As a way to test the waters once more and commemorate the 25th anniversary of the original Silent Hill, Konami recently released “Silent Hill: The Short Message” – a free-to-play title exclusive to PlayStation 5 that was released on January 31 on the PlayStation Store. Reminiscent of games such as P.T and Layers of Fear, the game is a first-person psychological horror experience – where players take control of a young girl named Anita as she finds herself inside an abandoned apartment complex in Germany in search of her missing friend Maya. Armed with nothing but her cellphone to communicate with her friends and light the way, she literally ventures into the unknown as dark forces manifest themselves born from the stuff nightmares are made of.
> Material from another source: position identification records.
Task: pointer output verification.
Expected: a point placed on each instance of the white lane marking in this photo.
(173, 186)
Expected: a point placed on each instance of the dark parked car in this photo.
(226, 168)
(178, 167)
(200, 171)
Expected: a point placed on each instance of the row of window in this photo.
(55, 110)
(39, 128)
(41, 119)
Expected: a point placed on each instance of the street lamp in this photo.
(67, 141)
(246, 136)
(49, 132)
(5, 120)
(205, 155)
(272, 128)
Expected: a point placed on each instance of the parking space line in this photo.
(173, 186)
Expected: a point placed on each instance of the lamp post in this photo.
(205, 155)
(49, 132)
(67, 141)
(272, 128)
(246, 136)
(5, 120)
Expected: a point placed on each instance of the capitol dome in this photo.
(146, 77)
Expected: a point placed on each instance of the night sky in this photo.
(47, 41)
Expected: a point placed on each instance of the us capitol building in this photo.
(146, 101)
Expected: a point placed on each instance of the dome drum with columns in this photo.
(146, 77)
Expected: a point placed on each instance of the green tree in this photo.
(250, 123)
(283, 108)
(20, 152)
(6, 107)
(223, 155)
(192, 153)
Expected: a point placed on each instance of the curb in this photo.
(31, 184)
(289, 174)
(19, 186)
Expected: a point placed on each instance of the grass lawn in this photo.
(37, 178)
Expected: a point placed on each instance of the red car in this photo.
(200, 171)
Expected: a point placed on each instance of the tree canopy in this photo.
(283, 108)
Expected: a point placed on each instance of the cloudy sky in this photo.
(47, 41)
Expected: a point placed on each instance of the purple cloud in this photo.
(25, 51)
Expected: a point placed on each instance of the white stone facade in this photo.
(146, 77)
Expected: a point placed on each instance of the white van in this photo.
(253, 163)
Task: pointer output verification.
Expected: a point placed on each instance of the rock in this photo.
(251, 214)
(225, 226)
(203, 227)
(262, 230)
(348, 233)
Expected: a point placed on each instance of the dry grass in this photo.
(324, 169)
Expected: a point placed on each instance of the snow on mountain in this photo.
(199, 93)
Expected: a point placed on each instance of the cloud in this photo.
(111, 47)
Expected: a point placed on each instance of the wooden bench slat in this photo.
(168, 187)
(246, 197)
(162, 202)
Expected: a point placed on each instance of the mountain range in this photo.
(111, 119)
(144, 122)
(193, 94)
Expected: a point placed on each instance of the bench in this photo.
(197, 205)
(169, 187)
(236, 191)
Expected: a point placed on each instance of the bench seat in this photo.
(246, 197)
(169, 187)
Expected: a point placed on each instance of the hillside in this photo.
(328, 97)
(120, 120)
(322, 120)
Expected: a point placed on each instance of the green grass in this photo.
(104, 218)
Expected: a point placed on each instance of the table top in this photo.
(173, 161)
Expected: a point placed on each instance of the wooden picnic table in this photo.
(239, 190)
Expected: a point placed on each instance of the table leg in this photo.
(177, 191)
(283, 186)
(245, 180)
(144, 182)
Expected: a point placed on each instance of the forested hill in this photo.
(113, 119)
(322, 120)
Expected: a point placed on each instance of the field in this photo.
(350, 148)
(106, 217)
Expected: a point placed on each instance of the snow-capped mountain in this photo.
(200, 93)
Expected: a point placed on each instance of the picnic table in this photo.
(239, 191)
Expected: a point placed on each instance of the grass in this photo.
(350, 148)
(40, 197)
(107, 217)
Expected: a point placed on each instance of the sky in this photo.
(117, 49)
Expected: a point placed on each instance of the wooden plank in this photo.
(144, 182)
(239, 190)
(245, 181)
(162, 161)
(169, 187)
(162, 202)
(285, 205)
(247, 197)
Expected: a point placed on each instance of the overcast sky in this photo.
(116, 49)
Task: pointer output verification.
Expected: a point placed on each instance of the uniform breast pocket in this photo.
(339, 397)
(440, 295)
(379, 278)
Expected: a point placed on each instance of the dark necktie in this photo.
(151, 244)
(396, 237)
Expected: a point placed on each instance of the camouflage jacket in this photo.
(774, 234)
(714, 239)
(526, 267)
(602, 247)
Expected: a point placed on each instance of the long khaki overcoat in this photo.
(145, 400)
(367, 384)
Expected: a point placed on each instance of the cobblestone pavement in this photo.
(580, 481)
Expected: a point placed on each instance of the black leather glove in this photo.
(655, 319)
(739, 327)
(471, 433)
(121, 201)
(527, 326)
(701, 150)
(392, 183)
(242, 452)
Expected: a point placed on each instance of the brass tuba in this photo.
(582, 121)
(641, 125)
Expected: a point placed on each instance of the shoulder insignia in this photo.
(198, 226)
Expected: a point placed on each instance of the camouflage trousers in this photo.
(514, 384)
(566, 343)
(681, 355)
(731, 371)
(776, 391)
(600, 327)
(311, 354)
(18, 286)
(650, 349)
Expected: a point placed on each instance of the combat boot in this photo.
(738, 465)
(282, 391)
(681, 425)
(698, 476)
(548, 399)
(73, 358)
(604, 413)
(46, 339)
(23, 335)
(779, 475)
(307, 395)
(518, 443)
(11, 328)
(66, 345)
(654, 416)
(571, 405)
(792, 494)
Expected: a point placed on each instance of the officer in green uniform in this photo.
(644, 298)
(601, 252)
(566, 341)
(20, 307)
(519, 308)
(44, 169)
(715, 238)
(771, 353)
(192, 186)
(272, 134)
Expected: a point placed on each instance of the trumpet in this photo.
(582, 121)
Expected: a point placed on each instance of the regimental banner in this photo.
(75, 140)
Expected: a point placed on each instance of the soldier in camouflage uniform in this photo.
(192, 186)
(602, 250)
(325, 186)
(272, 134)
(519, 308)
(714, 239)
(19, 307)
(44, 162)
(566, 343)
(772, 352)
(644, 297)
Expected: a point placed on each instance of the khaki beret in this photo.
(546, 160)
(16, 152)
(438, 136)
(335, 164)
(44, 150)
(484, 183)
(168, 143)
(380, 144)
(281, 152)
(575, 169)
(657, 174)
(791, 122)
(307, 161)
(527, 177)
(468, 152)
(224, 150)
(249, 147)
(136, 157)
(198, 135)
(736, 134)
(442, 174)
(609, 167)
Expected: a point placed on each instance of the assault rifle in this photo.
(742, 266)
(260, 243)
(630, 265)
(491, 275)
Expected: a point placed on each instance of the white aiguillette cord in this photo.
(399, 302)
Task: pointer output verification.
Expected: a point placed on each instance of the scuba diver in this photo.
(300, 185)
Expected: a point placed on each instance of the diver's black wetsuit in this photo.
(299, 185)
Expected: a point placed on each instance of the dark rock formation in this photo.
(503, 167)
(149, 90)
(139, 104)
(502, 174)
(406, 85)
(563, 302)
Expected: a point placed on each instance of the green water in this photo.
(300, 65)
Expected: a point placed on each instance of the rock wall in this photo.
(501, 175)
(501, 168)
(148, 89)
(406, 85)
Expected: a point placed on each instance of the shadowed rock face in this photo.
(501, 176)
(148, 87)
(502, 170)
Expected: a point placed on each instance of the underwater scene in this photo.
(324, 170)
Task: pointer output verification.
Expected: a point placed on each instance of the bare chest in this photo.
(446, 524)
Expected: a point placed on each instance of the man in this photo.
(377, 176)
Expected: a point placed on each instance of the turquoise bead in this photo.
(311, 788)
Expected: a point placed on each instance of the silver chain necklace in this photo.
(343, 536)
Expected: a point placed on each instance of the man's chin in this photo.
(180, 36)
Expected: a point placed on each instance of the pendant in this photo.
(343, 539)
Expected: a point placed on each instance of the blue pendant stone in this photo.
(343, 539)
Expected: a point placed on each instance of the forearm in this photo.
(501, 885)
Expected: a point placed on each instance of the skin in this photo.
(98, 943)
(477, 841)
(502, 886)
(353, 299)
Unlike past entries in the franchise, The Short Message has no combat whatsoever and focuses solely on exploration, puzzle-solving, and running when Anita is stalked and chased by a terrifying monster covered with cherry blossom petals. With only a mobile device on hand to read messages and guide her through the dark hallways of the building, she is forced to face her everything she has struggled with throughout her personal life, as well as finding out the truth behind her friend Maya’s disappearance. The game also forces players to go on a loop if they happen to be caught by the monster, with Anita essentially being incapable of dying until she “finds it” and discovers the truth about her situation and her friend’s disappearance.

As a new entry in the newly revived series, Silent Hill: The Short Message doesn’t tread new ground, but it gives hope for the franchise’s future. Exploring very sensitive topics such as mental health, bullying, and even suicide awareness, the game takes a deep dive into those issues and presents a very relatable tale of a young teenager’s struggles with life and relationships – while also exploring the toxicity that comes with social media and finding acceptance in one’s own family and social circles. It’s a game that shouldn’t be played by the faint of heart, but it’s stories like this that were explored in previous entries and also portrayed Silent Hill as a conduit that forced its victims to face their own inner demons, literally and figuratively, and find some form of closure at the end of their journey.

While we wait for the Silent Hill 2 Remake, this game is a good holdover until that arrives – and it’s absolutely free to download if you own a PS5. Fans may be reminded of P.T and how Hideo Kojima’s vision of the series never came to light, but we all have to move on and hopefully this time Konami stays the course and doesn’t take their fanbase or IPs for granted ever again.

Good Effort 5/10

Silent Hill: The Short Message is now available for PS5 owners to download for free in the PlayStation Store.